Abstract

Nowadays, smartphones are used as self-health monitoring devices for humans. Self-health monitoring devices help clinicians with big data for accurate diagnosis and guidance for treatment through repetitive measurement. Repetitive measurement of haemoglobin requires for pregnant women, pediatric, pulmonary hypertension and obstetric patients. Noninvasive haemoglobin measurement through conjunctiva leads to inaccurate measurement. The inaccuracy is due to a decrease in the density of goblet cells and acinar units in Meibomian glands in the human eye as age increases. Furthermore, conjunctivitis is a disease in the eye due to inflammation or infection at the conjunctiva. Conjunctivitis is in the form of lines in the eyelid and covers the white part of the eyeball. Moreover, small blood vessels in eye regions of conjunctiva inflammations are not visible to the human eye or standard camera.
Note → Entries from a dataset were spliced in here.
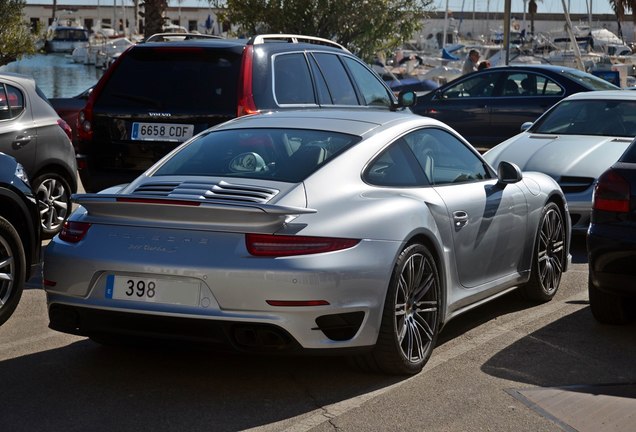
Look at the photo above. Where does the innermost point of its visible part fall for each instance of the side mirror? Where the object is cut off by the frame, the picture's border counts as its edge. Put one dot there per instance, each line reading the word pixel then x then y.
pixel 508 173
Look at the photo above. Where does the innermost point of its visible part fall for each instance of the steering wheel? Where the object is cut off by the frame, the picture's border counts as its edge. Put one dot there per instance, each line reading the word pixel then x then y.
pixel 248 162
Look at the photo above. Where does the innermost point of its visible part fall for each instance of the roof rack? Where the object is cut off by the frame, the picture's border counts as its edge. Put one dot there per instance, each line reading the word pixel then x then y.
pixel 168 37
pixel 294 38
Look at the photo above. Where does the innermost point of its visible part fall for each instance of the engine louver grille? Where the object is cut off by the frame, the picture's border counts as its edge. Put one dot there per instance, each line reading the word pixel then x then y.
pixel 221 191
pixel 575 184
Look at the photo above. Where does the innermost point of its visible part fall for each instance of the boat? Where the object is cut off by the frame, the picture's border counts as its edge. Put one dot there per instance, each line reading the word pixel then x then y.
pixel 100 50
pixel 64 35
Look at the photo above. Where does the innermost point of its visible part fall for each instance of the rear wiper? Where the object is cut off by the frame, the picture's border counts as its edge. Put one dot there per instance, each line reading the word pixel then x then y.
pixel 141 99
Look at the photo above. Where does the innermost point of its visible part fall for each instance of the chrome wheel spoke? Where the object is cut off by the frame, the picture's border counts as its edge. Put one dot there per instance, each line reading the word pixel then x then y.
pixel 551 250
pixel 416 307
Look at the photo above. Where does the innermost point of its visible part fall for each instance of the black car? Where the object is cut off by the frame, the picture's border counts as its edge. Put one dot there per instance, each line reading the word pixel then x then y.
pixel 160 93
pixel 19 234
pixel 611 242
pixel 490 105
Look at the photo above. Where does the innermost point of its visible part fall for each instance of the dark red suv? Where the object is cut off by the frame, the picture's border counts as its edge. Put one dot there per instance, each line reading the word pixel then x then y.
pixel 160 93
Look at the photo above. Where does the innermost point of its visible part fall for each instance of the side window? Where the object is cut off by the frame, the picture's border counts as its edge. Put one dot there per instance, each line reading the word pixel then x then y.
pixel 512 85
pixel 340 87
pixel 444 158
pixel 292 80
pixel 324 97
pixel 11 102
pixel 547 87
pixel 396 166
pixel 4 104
pixel 479 86
pixel 373 91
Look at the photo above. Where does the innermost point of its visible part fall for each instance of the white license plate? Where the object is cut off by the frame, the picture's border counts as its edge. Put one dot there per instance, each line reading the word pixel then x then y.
pixel 153 290
pixel 161 132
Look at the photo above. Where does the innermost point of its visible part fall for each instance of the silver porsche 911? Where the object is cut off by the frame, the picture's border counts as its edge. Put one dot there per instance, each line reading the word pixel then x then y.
pixel 346 232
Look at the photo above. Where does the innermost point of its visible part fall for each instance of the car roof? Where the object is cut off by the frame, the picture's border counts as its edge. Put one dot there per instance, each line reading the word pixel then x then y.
pixel 350 121
pixel 604 94
pixel 273 41
pixel 23 79
pixel 538 67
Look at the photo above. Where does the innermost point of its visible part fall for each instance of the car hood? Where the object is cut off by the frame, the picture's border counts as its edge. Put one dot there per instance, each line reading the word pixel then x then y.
pixel 560 155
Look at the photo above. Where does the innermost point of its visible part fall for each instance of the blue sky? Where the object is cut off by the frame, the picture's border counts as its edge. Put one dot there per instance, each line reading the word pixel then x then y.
pixel 546 6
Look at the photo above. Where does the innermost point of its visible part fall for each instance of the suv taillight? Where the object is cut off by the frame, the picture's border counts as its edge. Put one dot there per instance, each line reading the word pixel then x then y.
pixel 246 103
pixel 611 193
pixel 85 116
pixel 66 128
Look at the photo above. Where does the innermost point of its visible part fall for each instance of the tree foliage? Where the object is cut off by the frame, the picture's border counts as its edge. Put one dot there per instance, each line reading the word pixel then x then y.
pixel 365 27
pixel 153 11
pixel 16 39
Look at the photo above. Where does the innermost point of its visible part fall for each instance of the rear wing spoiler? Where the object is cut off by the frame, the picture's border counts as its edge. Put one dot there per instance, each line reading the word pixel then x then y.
pixel 198 214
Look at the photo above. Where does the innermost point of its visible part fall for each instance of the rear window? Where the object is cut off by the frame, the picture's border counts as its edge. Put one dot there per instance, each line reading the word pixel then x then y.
pixel 11 102
pixel 192 80
pixel 589 80
pixel 590 117
pixel 288 155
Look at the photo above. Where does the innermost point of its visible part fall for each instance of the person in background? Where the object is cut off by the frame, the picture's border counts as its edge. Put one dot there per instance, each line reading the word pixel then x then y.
pixel 470 65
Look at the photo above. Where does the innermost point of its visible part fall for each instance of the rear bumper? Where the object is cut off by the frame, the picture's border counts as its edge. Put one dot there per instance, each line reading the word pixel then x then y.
pixel 238 336
pixel 611 257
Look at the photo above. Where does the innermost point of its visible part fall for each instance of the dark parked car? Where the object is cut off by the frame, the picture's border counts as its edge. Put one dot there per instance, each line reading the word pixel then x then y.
pixel 19 234
pixel 159 94
pixel 33 133
pixel 489 106
pixel 69 108
pixel 611 243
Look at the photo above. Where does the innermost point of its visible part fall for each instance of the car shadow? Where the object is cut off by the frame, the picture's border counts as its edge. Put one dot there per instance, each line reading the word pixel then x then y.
pixel 573 350
pixel 85 386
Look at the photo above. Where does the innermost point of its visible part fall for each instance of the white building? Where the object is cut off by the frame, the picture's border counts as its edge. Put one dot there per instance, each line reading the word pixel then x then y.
pixel 204 20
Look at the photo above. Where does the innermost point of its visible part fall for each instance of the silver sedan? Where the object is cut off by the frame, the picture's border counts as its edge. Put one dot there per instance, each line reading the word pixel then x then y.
pixel 574 142
pixel 353 232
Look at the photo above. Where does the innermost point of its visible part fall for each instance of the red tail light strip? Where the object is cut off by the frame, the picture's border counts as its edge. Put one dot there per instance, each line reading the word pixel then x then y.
pixel 279 245
pixel 73 232
pixel 297 303
pixel 611 193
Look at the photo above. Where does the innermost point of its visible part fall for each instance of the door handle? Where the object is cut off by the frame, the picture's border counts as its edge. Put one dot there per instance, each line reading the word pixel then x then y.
pixel 460 218
pixel 21 141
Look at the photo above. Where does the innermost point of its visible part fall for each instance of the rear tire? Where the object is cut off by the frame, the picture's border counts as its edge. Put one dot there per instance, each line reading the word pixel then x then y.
pixel 608 308
pixel 54 201
pixel 12 269
pixel 410 318
pixel 548 257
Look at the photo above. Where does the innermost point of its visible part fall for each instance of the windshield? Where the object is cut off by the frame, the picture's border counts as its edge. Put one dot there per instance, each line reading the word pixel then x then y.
pixel 588 80
pixel 288 155
pixel 590 117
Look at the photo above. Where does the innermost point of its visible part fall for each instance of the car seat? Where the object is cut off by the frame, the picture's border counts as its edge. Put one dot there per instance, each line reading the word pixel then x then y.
pixel 511 88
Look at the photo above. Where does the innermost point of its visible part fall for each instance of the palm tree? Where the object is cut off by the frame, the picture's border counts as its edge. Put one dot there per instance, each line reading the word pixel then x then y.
pixel 532 10
pixel 620 7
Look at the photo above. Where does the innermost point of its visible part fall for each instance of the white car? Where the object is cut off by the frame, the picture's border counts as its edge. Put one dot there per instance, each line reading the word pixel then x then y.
pixel 574 142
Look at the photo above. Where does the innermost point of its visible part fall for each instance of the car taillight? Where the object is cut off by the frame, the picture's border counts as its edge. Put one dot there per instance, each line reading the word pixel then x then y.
pixel 611 193
pixel 73 232
pixel 84 124
pixel 246 103
pixel 66 128
pixel 282 245
pixel 85 116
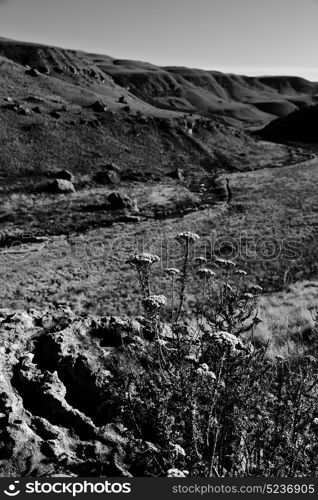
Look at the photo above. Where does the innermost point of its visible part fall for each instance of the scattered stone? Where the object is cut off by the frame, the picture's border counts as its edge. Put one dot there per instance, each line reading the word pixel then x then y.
pixel 37 109
pixel 99 106
pixel 32 72
pixel 120 201
pixel 64 174
pixel 107 177
pixel 130 219
pixel 62 186
pixel 122 100
pixel 24 111
pixel 45 70
pixel 55 114
pixel 178 174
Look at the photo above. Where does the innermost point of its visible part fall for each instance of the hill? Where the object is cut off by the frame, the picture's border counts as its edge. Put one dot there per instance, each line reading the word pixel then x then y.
pixel 235 98
pixel 111 126
pixel 299 126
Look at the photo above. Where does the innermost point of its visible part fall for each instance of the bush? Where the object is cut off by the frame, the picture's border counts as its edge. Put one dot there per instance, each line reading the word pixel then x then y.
pixel 204 398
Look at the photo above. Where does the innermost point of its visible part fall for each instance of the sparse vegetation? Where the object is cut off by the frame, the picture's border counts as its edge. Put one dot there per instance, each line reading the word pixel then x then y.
pixel 205 398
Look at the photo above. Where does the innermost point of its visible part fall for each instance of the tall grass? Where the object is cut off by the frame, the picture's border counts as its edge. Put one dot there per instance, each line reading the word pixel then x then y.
pixel 205 397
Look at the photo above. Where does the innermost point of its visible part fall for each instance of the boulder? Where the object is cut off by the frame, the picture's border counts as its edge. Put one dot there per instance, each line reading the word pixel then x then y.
pixel 55 114
pixel 37 109
pixel 64 174
pixel 62 186
pixel 99 106
pixel 122 100
pixel 107 177
pixel 32 72
pixel 120 201
pixel 178 174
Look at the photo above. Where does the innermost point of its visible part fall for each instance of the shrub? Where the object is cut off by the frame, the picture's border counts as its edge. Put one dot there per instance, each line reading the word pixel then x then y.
pixel 204 398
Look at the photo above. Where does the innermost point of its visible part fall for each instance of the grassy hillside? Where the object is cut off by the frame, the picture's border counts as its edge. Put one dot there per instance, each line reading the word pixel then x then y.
pixel 173 159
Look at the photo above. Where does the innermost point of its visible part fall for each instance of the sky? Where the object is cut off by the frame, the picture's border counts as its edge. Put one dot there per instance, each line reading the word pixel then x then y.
pixel 253 37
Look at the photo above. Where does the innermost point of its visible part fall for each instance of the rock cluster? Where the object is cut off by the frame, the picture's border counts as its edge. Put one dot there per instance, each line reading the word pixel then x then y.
pixel 55 375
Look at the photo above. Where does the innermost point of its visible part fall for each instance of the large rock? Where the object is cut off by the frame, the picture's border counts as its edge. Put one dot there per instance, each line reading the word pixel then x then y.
pixel 62 186
pixel 64 174
pixel 120 201
pixel 56 372
pixel 107 177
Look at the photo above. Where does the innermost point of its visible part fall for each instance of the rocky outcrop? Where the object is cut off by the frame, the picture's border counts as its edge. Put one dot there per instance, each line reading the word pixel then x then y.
pixel 56 374
pixel 62 186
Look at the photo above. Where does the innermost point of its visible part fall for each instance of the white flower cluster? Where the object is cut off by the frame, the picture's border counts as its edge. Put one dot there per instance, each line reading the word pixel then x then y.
pixel 144 259
pixel 199 261
pixel 205 273
pixel 187 237
pixel 240 272
pixel 172 271
pixel 177 473
pixel 227 264
pixel 204 371
pixel 155 302
pixel 178 450
pixel 226 340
This paper proposes smartphone-based haemoglobin (SBH) measurement through a borescope camera from anterior ciliary arteries of the eye for the above problem. The proposed SBH method acquires images from the anterior ciliary arteries region of the eye through a smartphone attached with a high megapixel borescope camera. The anterior ciliary arteries are projected through transverse dyadic wavelet transform (TDyWT) and applied with delta segmentation to obtain blood cells from the ciliary arteries of the eye. Furthermore, the Gaussian regression algorithm measures haemoglobin (Hb) with more accuracy based on the person, eye arteries, red pixel statistical parameters obtained from the left and right eye, age, and weight. Furthermore, the experimental result of the proposed SBH method has an accuracy of 96% in haemoglobin measurement.